For a long moment they squared up to each other: both of the same height and build, though Rod was younger and unhampered by a cassock. Neither disadvantage fazed Father Liam. He looked the journalist in the eye and said, ‘Piss off, Snoopy. You’re not wanted here.’
It was one of the few times in his career that Rod Greyling beat a retreat in the face of anything less than withering mortar fire.
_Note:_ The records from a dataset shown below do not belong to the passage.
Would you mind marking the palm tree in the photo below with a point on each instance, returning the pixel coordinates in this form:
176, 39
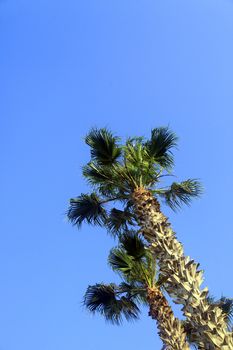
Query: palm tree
136, 266
226, 305
130, 174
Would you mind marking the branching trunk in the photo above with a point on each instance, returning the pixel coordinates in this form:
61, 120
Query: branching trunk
181, 275
171, 331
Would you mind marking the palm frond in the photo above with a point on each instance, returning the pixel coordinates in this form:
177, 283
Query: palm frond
108, 301
160, 145
133, 266
87, 208
104, 147
181, 193
133, 244
120, 261
118, 220
134, 291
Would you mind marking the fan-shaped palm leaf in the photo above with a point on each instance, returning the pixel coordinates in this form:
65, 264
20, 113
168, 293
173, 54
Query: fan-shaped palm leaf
109, 302
133, 244
104, 147
160, 145
87, 208
181, 193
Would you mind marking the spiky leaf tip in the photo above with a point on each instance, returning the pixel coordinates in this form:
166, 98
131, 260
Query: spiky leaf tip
104, 146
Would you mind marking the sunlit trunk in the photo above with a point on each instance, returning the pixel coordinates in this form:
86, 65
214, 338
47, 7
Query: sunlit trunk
170, 328
182, 279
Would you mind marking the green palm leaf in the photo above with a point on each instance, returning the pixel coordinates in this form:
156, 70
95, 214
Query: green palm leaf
104, 147
160, 145
118, 220
181, 193
87, 208
108, 301
120, 261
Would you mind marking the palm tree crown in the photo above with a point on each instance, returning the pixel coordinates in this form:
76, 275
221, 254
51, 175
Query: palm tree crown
136, 267
115, 171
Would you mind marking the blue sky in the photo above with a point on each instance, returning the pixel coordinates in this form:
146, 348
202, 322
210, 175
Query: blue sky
130, 65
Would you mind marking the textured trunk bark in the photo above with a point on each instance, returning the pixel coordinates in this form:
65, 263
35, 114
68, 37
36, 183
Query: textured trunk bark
181, 275
170, 328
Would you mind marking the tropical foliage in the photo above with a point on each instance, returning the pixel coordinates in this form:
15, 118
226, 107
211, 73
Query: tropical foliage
126, 181
133, 261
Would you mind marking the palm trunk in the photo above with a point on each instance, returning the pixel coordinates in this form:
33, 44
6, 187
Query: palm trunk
170, 328
181, 275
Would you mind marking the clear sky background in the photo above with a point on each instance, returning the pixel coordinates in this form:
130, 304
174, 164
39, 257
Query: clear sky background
130, 65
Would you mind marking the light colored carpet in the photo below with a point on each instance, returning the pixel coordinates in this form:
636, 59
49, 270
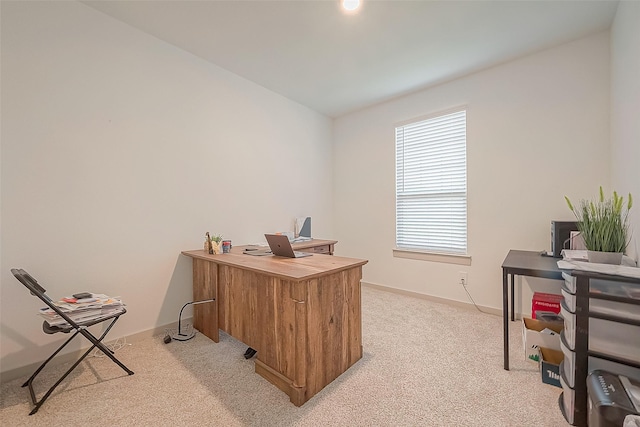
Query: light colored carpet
424, 364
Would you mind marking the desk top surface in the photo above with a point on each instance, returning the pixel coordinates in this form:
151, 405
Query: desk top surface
531, 263
289, 268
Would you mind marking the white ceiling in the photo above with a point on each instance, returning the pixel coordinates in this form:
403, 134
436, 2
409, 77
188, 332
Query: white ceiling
334, 63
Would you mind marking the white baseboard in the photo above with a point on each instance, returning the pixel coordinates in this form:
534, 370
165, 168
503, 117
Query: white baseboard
461, 304
25, 371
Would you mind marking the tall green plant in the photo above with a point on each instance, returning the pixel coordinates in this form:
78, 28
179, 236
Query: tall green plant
603, 224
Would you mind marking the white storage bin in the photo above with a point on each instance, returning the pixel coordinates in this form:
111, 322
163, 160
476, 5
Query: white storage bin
611, 308
609, 287
612, 338
568, 400
569, 362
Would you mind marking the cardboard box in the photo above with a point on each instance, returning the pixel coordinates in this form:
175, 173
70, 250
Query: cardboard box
533, 337
545, 303
550, 366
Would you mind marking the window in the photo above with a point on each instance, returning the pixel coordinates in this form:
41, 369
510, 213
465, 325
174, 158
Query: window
431, 184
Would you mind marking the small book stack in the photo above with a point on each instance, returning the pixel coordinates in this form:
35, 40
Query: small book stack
82, 310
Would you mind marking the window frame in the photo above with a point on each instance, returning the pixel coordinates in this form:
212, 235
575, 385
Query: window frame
428, 253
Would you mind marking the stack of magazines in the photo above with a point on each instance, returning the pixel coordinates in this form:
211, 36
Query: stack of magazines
82, 310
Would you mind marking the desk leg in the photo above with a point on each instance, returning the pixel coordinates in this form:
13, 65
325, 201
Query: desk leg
505, 316
513, 297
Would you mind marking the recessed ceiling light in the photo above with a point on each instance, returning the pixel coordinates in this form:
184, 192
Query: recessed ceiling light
350, 5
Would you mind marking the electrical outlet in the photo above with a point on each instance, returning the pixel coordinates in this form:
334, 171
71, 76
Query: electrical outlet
463, 278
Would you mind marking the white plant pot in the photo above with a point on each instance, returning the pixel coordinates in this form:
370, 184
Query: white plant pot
614, 258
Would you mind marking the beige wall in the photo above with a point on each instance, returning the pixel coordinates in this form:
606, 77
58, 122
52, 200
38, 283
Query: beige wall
119, 151
535, 127
625, 109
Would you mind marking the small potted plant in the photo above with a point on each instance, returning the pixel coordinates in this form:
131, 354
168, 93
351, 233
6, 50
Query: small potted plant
604, 227
213, 244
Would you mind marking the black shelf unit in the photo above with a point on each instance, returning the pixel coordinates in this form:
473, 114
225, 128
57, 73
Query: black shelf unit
583, 295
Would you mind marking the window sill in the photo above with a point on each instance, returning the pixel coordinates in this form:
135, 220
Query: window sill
432, 256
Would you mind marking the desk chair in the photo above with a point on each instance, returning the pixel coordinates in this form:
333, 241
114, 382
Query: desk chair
79, 327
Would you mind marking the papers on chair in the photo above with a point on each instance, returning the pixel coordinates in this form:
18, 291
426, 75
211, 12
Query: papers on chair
98, 306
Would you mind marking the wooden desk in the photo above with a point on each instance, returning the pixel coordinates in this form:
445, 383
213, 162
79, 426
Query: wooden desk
523, 263
302, 315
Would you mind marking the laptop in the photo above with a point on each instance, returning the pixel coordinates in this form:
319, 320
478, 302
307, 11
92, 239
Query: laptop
280, 246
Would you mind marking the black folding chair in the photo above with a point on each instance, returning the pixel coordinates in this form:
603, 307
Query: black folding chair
71, 325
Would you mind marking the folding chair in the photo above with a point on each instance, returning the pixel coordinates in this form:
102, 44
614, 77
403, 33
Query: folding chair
79, 327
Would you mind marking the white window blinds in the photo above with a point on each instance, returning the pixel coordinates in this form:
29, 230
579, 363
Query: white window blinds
431, 184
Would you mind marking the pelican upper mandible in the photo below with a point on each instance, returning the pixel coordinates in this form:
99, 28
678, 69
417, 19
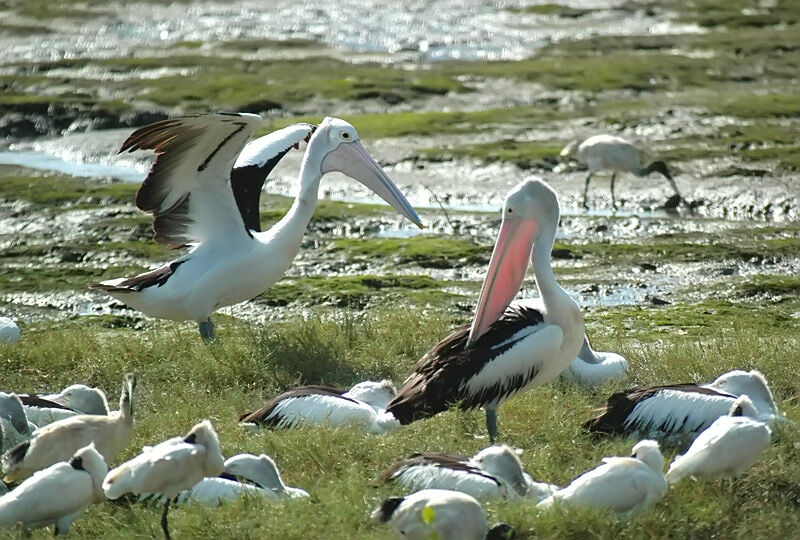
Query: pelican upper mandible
510, 346
202, 197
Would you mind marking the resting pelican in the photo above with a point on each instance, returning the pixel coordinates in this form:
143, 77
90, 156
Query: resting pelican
197, 201
727, 448
610, 153
508, 348
439, 513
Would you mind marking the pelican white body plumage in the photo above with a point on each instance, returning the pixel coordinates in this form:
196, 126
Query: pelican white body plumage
329, 406
199, 199
60, 440
510, 346
625, 485
438, 513
56, 495
730, 446
593, 368
169, 468
9, 331
682, 409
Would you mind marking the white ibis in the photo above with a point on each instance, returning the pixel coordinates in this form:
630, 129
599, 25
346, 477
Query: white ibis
682, 409
60, 440
333, 407
593, 368
169, 468
625, 485
197, 201
727, 448
610, 153
510, 346
439, 513
56, 495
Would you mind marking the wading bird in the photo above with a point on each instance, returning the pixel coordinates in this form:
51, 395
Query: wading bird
439, 513
625, 485
682, 409
60, 440
56, 495
510, 346
197, 201
610, 153
169, 468
727, 448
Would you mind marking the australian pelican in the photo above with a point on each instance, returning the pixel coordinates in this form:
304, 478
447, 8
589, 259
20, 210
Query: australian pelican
56, 495
169, 468
610, 153
439, 513
202, 197
363, 405
727, 448
682, 409
593, 368
625, 485
61, 439
510, 346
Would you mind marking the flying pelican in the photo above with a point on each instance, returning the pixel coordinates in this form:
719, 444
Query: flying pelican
56, 495
610, 153
682, 409
44, 409
624, 485
315, 404
727, 448
439, 513
260, 470
507, 348
9, 331
197, 201
169, 468
592, 368
60, 440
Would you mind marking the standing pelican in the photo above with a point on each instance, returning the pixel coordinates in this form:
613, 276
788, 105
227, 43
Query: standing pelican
197, 200
610, 153
510, 346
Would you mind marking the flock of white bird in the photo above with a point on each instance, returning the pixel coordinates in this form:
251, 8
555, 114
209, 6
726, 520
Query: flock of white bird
203, 191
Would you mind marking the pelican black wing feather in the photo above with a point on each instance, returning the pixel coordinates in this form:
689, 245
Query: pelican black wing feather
435, 384
612, 420
262, 415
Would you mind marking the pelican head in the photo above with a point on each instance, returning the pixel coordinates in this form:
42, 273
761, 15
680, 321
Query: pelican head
529, 208
341, 150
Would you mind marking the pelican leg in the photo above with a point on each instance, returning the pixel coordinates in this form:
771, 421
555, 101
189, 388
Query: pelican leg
613, 199
164, 520
207, 331
491, 424
586, 190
I’m not done with that righteous bastard yet, he vowed as he stomped out the door with his cameras now bristling round his neck.
He’d break the story of the brown Madonna to the whole world, using it to show up the shocking contrast between the lifestyles of the holy hypocrites and those of the shack dwellers.
The satellite phone should be fully recharged by now.